Khamenei’s office also released a pro-Palestinian poster that depicted the Temple Mount with protesters holding Hezbollah and Palestinian flags and included the phrase “The Final Solution.” Just for good measure, during this past month, the Supreme Leader also denounced Israel as a “tumor” to be removed.

Earlier in the year Iranian militants associated with the Islamic Republic threatened to destroy the most important Jewish Heritage site in the country, the Tomb of Esther and Mordecai, and replace it with a Palestinian consulate. In May the Tomb was damaged in an arson attack.
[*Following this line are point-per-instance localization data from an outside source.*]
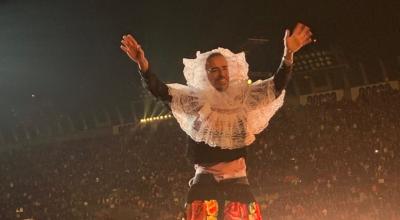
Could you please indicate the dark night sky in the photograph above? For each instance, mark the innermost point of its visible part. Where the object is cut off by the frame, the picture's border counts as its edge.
(68, 51)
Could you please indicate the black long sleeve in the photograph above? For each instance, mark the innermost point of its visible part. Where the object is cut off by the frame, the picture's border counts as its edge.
(155, 86)
(282, 77)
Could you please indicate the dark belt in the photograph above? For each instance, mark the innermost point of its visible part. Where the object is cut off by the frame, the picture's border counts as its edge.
(208, 179)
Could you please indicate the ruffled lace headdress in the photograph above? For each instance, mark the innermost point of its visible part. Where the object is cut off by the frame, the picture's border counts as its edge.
(227, 119)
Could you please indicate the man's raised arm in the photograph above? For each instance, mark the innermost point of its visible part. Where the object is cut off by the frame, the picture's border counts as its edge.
(150, 80)
(301, 36)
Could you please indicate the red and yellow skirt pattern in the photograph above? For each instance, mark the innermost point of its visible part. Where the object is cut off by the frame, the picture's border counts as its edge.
(208, 210)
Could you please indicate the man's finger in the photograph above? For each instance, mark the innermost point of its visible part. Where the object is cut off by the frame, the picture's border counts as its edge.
(124, 48)
(305, 31)
(299, 27)
(131, 39)
(287, 34)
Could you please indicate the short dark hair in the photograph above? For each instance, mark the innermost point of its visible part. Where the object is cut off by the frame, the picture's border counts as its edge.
(216, 54)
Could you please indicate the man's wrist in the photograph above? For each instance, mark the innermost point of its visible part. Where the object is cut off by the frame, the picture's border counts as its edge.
(143, 66)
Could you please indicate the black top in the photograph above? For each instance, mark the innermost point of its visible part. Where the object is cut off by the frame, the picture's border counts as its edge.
(200, 152)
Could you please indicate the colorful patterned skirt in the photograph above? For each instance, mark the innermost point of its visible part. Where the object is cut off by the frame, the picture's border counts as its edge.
(226, 200)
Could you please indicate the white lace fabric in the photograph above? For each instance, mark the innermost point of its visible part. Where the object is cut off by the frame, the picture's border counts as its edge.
(228, 119)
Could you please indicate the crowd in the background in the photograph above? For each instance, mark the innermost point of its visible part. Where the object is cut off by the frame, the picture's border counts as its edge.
(337, 160)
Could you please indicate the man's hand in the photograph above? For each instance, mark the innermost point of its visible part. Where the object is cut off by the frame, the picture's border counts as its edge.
(301, 36)
(134, 52)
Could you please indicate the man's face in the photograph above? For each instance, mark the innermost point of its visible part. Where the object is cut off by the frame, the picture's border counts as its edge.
(217, 72)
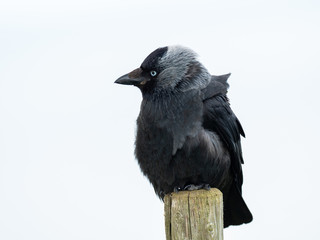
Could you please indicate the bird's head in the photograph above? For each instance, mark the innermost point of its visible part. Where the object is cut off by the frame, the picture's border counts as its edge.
(168, 68)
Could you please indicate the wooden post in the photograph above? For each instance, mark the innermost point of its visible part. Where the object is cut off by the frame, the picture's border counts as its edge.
(194, 215)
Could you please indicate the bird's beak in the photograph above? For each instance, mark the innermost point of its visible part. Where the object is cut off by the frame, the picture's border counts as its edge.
(132, 78)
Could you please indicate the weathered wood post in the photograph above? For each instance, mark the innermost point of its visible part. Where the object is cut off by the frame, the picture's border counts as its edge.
(194, 215)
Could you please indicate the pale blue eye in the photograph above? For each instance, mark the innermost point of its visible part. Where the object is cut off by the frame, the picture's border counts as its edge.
(153, 73)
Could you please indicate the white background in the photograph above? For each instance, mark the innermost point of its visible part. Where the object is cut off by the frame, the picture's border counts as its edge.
(67, 169)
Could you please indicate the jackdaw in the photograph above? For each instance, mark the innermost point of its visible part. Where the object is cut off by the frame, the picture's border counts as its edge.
(187, 135)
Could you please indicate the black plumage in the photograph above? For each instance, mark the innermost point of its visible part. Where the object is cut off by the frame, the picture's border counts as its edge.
(187, 135)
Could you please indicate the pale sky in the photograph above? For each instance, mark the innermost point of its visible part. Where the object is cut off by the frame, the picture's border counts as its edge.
(67, 167)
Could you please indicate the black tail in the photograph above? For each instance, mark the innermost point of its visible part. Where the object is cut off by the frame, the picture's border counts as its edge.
(236, 211)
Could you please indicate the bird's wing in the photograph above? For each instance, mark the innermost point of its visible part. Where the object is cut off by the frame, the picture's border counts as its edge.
(219, 118)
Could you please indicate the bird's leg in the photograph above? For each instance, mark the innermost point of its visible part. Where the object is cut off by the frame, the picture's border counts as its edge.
(192, 187)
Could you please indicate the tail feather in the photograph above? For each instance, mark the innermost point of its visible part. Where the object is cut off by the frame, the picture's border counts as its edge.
(236, 211)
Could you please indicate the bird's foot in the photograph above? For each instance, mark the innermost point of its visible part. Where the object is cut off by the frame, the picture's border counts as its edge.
(192, 187)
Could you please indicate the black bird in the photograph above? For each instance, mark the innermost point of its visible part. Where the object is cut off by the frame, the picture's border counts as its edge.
(187, 135)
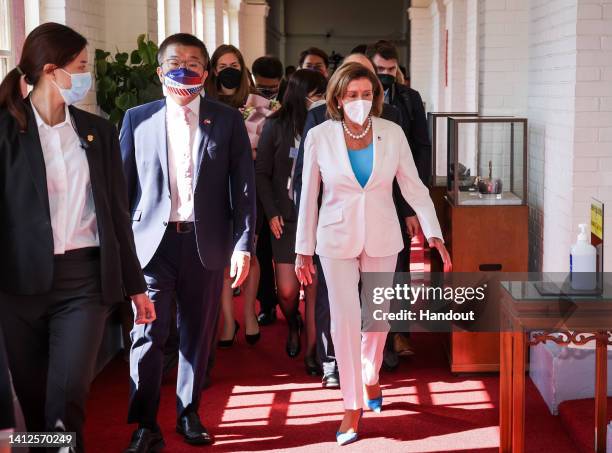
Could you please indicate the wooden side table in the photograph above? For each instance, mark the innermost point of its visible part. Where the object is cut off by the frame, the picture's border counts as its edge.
(552, 319)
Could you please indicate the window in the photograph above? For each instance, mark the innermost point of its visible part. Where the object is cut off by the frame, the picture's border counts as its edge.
(6, 53)
(161, 20)
(210, 28)
(197, 16)
(225, 26)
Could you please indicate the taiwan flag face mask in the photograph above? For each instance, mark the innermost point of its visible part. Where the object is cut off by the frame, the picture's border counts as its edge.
(183, 82)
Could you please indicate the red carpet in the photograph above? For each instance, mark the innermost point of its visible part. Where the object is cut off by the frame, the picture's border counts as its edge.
(261, 400)
(578, 417)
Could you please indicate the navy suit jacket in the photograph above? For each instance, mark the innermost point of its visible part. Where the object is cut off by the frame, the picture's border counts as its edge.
(224, 193)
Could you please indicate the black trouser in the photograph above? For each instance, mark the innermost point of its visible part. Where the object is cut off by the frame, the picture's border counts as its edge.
(174, 276)
(266, 293)
(325, 345)
(52, 343)
(403, 265)
(7, 412)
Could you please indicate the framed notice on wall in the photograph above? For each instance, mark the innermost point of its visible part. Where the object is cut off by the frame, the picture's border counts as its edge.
(597, 230)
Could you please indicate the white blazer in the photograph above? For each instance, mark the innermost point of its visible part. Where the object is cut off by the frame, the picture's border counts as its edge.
(354, 218)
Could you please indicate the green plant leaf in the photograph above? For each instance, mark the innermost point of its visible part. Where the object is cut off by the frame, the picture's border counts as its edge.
(115, 116)
(101, 54)
(101, 68)
(121, 58)
(135, 58)
(107, 85)
(123, 101)
(138, 80)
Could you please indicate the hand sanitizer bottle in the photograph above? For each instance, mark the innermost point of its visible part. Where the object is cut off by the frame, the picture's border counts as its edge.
(583, 259)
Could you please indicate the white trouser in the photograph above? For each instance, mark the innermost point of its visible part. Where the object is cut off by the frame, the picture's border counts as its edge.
(359, 356)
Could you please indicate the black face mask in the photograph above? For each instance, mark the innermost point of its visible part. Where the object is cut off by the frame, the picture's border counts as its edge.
(230, 78)
(268, 93)
(387, 80)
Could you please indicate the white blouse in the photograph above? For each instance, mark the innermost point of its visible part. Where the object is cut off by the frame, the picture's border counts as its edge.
(73, 213)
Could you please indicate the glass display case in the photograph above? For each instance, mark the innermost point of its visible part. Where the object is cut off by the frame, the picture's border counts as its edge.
(436, 125)
(486, 160)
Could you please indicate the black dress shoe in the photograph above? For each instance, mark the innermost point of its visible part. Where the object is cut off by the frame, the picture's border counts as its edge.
(390, 360)
(145, 441)
(230, 343)
(192, 430)
(252, 338)
(311, 365)
(265, 318)
(331, 381)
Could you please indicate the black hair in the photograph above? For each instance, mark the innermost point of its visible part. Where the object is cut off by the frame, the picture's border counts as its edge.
(385, 49)
(314, 51)
(269, 67)
(293, 111)
(184, 39)
(361, 48)
(289, 70)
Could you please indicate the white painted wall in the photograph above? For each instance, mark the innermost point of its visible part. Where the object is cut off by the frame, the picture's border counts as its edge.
(592, 162)
(340, 25)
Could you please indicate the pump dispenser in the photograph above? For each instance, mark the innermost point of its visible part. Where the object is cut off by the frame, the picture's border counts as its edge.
(583, 259)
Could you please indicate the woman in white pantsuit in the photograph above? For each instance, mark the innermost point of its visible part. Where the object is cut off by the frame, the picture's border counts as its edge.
(357, 155)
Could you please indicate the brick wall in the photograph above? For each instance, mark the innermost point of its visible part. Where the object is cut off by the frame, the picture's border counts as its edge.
(552, 57)
(592, 159)
(421, 52)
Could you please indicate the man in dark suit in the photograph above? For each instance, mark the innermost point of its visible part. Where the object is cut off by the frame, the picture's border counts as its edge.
(190, 177)
(385, 57)
(325, 347)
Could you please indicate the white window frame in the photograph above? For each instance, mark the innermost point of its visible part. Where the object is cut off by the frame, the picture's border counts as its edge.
(7, 54)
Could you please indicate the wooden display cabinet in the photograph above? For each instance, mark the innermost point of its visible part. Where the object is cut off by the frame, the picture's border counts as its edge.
(485, 233)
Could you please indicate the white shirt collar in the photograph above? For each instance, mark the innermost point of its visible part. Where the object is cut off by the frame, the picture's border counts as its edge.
(194, 105)
(40, 122)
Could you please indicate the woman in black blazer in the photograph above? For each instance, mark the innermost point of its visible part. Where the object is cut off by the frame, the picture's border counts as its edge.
(67, 247)
(276, 154)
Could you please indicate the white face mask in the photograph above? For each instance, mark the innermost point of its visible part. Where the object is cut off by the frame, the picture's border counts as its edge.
(358, 111)
(80, 85)
(316, 103)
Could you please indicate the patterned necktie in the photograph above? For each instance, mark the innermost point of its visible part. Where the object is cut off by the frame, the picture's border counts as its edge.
(184, 163)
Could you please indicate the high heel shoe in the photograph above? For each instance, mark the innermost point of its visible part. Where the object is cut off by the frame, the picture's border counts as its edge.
(252, 338)
(311, 365)
(346, 437)
(293, 348)
(375, 404)
(229, 343)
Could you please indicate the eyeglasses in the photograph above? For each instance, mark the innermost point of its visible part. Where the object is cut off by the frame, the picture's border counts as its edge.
(315, 66)
(192, 65)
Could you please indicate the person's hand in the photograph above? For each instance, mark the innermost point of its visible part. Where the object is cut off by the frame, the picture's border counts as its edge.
(304, 269)
(145, 309)
(276, 226)
(438, 244)
(239, 268)
(412, 225)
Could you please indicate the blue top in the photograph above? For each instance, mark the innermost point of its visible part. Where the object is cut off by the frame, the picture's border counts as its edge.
(362, 161)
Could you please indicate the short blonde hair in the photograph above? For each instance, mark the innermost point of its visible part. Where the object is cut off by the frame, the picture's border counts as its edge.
(338, 84)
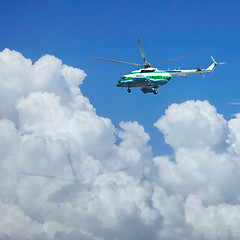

I believe there are two important, but seemingly contradictory, takeaways from this laundry list of anti-Semitic incidents from May of 2020. First, we are experiencing a resurgence of extreme right anti-Semitic rhetoric in the United States. Second, don’t let anyone tell you that the danger from anti-Semitism in the United States (or most other countries) comes largely from the racist, xenophobic or white supremacist right. This past month the right-wing version of anti-Semitism was most ubiquitous. Next month it may very well be another manifestation of anti-Semitism that dominates the headlines. This disease shapeshifts over time and place, maximizing the damage it can inflict.